1. Field of the Invention
This invention relates to a GaP pure green light emitting element substrate, and more precisely to a GaP pure green light emitting element substrate comprising a plurality of GaP layers formed on a GaP single crystal substrate, which is used to manufacture high-brightness GaP pure green light emitting elements.
2. The Prior Art
Light emitting elements such as light emitting diodes are normally obtained by layering a plurality of semiconductor layers on a semiconductor substrate to prepare a multi-layer semiconductor substrate with a pn junction, and then making it into elements for practical use. Among them, green light emitting diodes can be obtained by using a light emitting element substrate prepared by forming one or more layers of both n-type and p-type GaP, one after another, on an n-type GaP single crystal substrate.
GaP is an indirect transition-type semiconductor, and therefore the brightness is very low if a pn junction is just formed. Because of this, nitrogen (N), which would function as light emitting centers, is added to the n-type GaP layer near the pn Junction in order to enhance the brightness. However, a light emitting diode prepared from a GaP light emitting element substrate which has the nitrogen-added n-type GaP layer emits a yellowish-green light with a peak wavelength of about 567 nm and therefore it does not give a pure green light with a peak wavelength of about 555 nm.
Because of this, a structure with a lowered carrier concentration in the n-type GaP layer or p-type GaP layer near the pn junction has been proposed for the purpose of otaining pure green light emission with a high brightnes without adding nitrogen.
FIG. 5 shows a cross-sectional structure of a GaP pure green light emitting diode which has an n-type GaP layer with a low carrier concentration (net donor concentration) formed on an n-type GaP layer with a high concentration of the impurity (electrodes are not shown). This type of cross-sectional structure is disclosed in Japanese unexamined patent publication (Tokkai) Sho 59-214276, for example. In this GaP pure green light emitting diode, as shown in FIG. 5 (A), an n-type GaP layer 51, a low-carrier-concentration n-type GaP layer 52 and a p-type GaP layer 53 are formed, one after another, on an n-type GaP single crystal substrate 50, and said low-carrier-concentration n-type GaP layer 52 functions as the light emitting layer.
In this GaP pure green light emitting diode, as shown in FIG. 5 (B), the net donor concentration (n) in the low-carrier-concentration n-type GaP layer 52 is set between 5.times.10.sup.15 to 1.times.10.sup.16 atoms/cm.sup.3, substantially lower than that in the p-type GaP layer 53. This improves the injection efficiency of the holes from the p-type GaP layer 53 into the low-carrier-concentration n-type GaP layer 52, thus improving the light emitting efficiency.

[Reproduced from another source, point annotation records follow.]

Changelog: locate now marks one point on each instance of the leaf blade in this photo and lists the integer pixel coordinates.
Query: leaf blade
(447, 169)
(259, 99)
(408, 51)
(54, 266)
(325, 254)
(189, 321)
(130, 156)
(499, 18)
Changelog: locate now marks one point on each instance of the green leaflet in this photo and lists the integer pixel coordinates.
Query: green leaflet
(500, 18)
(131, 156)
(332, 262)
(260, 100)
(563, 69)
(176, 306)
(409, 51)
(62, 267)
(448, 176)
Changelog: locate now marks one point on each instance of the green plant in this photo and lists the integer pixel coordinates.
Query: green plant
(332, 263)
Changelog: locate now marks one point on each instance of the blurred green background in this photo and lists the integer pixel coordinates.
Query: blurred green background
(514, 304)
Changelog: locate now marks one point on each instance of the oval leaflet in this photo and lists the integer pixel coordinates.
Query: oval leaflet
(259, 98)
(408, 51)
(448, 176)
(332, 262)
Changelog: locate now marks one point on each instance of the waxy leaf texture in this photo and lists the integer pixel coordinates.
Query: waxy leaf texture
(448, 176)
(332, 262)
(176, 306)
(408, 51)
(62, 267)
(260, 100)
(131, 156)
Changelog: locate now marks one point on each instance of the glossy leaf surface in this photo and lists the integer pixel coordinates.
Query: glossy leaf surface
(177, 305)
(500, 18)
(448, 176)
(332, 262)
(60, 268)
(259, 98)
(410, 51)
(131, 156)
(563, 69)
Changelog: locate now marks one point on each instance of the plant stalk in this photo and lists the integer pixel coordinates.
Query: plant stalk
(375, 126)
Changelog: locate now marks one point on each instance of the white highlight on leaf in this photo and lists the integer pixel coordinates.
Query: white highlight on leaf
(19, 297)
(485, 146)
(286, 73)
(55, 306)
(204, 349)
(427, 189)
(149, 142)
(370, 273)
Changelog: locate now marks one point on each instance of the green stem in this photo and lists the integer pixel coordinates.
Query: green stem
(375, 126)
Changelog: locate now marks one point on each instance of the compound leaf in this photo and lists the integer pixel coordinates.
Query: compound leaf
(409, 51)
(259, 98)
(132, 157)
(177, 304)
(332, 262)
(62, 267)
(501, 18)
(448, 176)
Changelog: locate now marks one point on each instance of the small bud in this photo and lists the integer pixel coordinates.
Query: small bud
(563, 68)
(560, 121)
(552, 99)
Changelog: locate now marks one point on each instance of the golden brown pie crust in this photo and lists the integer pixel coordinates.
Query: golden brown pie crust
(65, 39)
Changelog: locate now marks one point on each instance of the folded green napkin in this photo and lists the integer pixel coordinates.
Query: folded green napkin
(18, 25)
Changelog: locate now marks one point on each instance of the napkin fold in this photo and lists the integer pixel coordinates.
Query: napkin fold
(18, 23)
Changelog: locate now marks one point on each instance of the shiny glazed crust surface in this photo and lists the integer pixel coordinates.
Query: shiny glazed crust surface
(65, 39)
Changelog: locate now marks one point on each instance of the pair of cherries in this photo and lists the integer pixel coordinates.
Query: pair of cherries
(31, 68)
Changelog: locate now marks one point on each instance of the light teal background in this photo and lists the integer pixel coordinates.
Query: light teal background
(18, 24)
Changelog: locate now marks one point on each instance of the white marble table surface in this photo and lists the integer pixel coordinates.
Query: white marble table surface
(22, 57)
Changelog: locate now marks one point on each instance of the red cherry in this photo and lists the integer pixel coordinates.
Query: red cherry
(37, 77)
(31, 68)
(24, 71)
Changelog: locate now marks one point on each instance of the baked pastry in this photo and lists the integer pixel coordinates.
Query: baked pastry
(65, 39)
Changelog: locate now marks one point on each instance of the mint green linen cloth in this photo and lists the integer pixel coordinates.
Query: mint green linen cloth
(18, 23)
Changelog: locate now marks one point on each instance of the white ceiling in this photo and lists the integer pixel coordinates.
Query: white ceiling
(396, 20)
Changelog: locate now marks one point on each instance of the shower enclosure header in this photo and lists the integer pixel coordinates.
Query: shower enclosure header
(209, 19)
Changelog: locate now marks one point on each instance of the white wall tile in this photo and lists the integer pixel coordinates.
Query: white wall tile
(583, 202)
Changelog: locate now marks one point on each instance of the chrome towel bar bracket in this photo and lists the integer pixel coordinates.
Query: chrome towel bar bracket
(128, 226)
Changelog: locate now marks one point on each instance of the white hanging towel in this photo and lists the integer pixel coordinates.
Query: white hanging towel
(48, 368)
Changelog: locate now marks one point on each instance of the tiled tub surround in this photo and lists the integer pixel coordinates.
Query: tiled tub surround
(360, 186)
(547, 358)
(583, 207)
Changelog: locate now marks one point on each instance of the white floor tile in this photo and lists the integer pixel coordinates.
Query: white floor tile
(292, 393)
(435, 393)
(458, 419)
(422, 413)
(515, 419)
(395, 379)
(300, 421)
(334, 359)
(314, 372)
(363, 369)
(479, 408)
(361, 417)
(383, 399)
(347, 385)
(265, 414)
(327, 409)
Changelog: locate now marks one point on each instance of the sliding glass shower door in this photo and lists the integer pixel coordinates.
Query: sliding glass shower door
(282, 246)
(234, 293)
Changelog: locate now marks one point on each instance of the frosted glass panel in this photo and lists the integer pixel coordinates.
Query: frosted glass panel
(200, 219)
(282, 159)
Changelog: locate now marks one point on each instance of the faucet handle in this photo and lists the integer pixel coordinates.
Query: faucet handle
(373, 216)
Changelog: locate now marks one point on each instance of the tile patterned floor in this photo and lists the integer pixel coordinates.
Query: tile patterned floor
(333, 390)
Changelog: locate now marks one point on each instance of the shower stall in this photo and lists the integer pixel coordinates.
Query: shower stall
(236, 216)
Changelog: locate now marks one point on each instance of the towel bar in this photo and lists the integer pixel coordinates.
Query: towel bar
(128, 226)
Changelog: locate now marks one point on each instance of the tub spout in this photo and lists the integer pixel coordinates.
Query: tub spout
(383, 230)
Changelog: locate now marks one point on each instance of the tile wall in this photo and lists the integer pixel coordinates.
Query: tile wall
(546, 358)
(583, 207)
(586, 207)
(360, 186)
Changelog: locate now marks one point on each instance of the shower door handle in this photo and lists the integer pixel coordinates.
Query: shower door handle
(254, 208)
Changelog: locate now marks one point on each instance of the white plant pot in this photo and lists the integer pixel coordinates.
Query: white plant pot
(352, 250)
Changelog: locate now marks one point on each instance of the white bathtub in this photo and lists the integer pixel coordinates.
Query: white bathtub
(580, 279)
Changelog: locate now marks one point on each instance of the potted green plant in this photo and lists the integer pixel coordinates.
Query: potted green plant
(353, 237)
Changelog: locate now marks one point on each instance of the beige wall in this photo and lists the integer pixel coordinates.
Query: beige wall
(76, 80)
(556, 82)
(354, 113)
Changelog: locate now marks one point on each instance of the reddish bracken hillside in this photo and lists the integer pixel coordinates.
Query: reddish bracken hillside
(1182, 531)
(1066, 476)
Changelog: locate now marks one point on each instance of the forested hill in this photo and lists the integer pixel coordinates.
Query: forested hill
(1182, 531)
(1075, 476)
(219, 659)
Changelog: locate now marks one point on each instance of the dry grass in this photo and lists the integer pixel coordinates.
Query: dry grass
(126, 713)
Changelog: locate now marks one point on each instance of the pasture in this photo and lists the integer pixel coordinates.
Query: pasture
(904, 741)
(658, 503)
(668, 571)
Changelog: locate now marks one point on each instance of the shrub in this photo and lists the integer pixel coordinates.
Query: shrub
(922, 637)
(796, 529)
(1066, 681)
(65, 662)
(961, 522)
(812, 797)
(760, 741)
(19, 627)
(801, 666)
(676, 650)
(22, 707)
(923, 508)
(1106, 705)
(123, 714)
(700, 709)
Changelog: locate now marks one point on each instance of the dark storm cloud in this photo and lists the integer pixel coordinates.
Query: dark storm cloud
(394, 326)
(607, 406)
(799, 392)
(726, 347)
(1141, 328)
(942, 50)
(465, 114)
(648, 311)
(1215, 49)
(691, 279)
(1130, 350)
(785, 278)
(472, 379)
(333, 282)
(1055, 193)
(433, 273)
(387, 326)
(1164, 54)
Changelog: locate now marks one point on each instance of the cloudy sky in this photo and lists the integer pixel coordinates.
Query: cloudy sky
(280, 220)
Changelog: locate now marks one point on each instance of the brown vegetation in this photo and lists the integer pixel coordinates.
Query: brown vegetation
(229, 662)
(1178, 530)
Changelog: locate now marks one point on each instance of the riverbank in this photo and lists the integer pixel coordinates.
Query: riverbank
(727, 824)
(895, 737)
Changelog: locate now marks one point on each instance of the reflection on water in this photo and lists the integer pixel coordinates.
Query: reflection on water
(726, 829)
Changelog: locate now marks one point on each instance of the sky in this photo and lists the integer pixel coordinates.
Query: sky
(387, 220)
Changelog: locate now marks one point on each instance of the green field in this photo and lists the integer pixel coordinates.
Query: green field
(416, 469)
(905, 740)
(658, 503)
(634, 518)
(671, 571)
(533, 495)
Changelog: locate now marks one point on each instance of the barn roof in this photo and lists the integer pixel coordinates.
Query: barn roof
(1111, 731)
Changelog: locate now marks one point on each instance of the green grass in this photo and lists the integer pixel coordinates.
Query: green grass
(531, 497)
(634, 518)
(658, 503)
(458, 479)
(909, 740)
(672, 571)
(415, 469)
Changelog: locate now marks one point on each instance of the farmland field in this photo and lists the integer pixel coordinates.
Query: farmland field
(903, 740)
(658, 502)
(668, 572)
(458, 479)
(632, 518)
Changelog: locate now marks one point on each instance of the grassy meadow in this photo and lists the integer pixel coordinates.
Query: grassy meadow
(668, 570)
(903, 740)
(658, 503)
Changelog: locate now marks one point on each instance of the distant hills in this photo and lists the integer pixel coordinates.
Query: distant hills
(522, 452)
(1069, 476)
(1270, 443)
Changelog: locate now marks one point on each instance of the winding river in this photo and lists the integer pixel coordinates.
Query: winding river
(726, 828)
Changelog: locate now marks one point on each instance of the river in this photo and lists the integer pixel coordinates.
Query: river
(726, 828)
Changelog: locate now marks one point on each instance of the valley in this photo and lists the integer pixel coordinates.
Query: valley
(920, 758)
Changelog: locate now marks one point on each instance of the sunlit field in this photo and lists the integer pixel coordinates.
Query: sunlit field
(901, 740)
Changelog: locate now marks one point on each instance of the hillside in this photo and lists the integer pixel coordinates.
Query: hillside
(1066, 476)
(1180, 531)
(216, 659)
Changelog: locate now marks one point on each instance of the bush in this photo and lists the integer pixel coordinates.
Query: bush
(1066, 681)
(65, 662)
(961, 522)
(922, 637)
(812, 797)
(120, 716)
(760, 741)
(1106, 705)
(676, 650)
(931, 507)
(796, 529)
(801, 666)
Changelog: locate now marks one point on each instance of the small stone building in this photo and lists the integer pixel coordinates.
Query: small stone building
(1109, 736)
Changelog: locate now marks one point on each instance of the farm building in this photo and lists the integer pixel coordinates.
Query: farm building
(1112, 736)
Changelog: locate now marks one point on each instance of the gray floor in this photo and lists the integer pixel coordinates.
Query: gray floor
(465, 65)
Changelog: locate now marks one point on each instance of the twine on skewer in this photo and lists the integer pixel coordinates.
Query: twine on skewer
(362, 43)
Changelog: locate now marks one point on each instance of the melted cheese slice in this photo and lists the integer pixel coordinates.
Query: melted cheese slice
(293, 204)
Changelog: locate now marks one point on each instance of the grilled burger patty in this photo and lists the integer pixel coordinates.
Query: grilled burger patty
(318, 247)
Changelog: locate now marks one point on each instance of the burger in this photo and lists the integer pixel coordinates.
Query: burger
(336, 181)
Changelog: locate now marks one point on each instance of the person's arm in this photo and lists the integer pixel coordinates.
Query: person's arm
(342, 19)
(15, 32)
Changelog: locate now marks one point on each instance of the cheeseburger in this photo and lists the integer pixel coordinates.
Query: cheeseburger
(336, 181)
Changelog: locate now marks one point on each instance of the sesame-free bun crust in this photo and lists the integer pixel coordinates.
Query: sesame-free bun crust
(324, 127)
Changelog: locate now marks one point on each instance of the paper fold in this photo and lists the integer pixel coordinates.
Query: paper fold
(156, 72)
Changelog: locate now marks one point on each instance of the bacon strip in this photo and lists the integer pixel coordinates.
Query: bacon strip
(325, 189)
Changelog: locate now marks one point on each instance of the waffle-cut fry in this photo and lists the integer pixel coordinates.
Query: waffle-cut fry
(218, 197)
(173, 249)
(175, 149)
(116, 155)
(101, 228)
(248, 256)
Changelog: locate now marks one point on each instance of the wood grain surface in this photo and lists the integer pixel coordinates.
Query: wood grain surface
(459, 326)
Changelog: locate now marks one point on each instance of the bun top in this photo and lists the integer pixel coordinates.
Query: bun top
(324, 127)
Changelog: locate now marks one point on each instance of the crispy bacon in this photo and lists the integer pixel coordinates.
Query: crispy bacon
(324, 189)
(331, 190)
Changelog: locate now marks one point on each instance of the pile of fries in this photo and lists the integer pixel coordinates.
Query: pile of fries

FIG. 6 shows a structure (electrodes are not shown) of a GaP pure green light emitting diode, which is disclosed in Japanese unexamined patent publication (Tokkai) Sho 57-93589. This GaP pure green light emitting diode has a p-type GaP layer with a lower carrier concentration (p) compared to the carrier concentration (n) in the n-type GaP layer which constitutes one side of the pn junction (said p-type GaP layer being a p-type GaP layer to which impurity as shallow donors has been added so that the net acceptor concentration is lowerd). In this GaP pure green light emitting diode, an n-type GaP layer 61, a low-carrier-concentration p-type GaP layer 62 which has a carrier concentration lower than that in the n-type GaP layer 61, and a p-type GaP layer 63 are formed on an n-type GaP single crystal substrate 60, and said low-carrier-concentration p-type GaP layer 62 functions as the light emitting layer.
In the low-carrier-concentration p-type GaP layer 62 (doped with Zn) of this GaP pure green light emitting diode, the carrier concentration (N.sub.A (acceptor concentration )-N.sub.D (donor concentration)) is kept low by adding shallow donors (impurities) such as S (sulfur) in the range of the concentration N.sub.D, 1.times.10.sup.16 .ltoreq.N.sub.D .ltoreq.3.times.10.sup.17 atoms/cm.sup.3, and the shallow donors in the low-carrier-concentration p-type GaP layer 62 become light emitting centers.
However, even with the conventional GaP pure green light emitting diodes as described above, pure green light emission with a enough high brightness could not be obtained, and so GaP pure green light emitting diodes, which would give pure green light emission with even higher brightness, have been desired.